Mastering Diverse Domains through World Models

Paper · arXiv 2301.04104 · Published January 10, 2023
Cognitive Models and Latent RepresentationsDomain Specialization in LLMs

Developing a general algorithm that learns to solve tasks across a wide range of applications has been a fundamental challenge in artificial intelligence. Although current reinforcement learning algorithms can be readily applied to tasks similar to what they have been developed for, configuring them for new application domains requires significant human expertise and experimentation. We present DreamerV3, a general algorithm that outperforms specialized methods across over 150 diverse tasks, with a single configuration. Dreamer learns a model of the environment and improves its behavior by imagining future scenarios. Robustness techniques based on normalization, balancing, and transformations enable stable learning across domains. Applied out of the box, Dreamer is the first algorithm to collect diamonds in Minecraft from scratch without human data or curricula. This achievement has been posed as a significant challenge in artificial intelligence that requires exploring farsighted strategies from pixels and sparse rewards in an open world. Our work allows solving challenging control problems without extensive experimentation, making reinforcement learning broadly applicable.
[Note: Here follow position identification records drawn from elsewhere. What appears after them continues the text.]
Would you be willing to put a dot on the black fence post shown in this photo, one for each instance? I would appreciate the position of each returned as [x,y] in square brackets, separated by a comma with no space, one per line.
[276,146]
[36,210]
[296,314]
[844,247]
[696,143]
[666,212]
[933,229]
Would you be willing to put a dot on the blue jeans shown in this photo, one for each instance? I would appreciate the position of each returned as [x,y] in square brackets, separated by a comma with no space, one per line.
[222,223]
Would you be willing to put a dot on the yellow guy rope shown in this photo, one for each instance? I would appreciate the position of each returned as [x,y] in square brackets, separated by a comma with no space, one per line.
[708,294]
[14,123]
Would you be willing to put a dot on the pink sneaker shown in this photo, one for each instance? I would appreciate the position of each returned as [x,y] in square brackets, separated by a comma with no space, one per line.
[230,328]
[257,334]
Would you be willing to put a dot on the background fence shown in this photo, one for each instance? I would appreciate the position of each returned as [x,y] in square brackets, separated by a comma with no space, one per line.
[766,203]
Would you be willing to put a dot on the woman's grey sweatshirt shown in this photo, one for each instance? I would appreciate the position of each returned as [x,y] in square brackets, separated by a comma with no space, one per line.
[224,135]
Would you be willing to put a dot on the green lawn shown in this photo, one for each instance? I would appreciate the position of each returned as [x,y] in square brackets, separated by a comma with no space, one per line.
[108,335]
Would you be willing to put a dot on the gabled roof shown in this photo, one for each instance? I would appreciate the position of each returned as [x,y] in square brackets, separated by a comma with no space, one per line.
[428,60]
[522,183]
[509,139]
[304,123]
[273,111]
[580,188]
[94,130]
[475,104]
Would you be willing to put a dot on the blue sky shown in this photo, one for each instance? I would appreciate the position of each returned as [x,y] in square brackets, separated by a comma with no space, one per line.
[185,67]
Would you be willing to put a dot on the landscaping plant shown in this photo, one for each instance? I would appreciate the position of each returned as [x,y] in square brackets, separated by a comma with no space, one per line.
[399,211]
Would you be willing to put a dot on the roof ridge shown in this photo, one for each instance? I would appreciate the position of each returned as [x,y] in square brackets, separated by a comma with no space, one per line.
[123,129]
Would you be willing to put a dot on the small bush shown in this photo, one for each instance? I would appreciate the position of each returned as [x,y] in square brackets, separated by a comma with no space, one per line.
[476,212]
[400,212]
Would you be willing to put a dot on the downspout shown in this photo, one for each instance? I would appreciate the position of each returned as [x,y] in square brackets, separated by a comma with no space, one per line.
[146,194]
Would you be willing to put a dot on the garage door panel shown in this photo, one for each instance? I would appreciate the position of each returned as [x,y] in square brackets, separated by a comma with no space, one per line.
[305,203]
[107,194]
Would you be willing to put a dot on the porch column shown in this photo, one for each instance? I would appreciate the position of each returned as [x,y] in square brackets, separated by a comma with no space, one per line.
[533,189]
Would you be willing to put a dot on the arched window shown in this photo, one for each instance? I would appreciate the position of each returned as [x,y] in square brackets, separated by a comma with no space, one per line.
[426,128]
Introduction. Reinforcement learning has enabled computers to solve tasks through interaction, such as surpassing humans in the games of Go and Dota1,2. It is also a key component for improving large language models beyond what is demonstrated in their pretraining data3,4. While PPO5 has become a standard algorithm in the field of reinforcement learning, more specialized algorithms are often employed to achieve higher performance. These specialized algorithms target the unique challenges posed by different application domains, such as continuous control6, discrete actions7,8, sparse rewards9, image inputs10, spatial environments11, and board games12. However, applying reinforcement learning algorithms to sufficiently new tasks—such as moving from video games to robotics tasks— requires substantial effort, expertise, and computational resources for tweaking the hyperparameters of the algorithm13.

Discussion / Conclusion. We present the third generation of the Dreamer algorithm, a general reinforcement learning algorithm that masters a wide range of domains with fixed hyperparameters. Dreamer excels not only across over 150 tasks but also learns robustly across varying data and compute budgets, moving reinforcement learning toward a wide range of practical applications. Applied out of the box, Dreamer is the first algorithm to collect diamonds in Minecraft from scratch, achieving a significant milestone in the field of artificial intelligence. As a high-performing algorithm that is based on a learned world model, Dreamer paves the way for future research directions, including teaching agents world knowledge from internet videos and learning a single world model across domains to allow artificial agents to build up increasingly general knowledge and competency.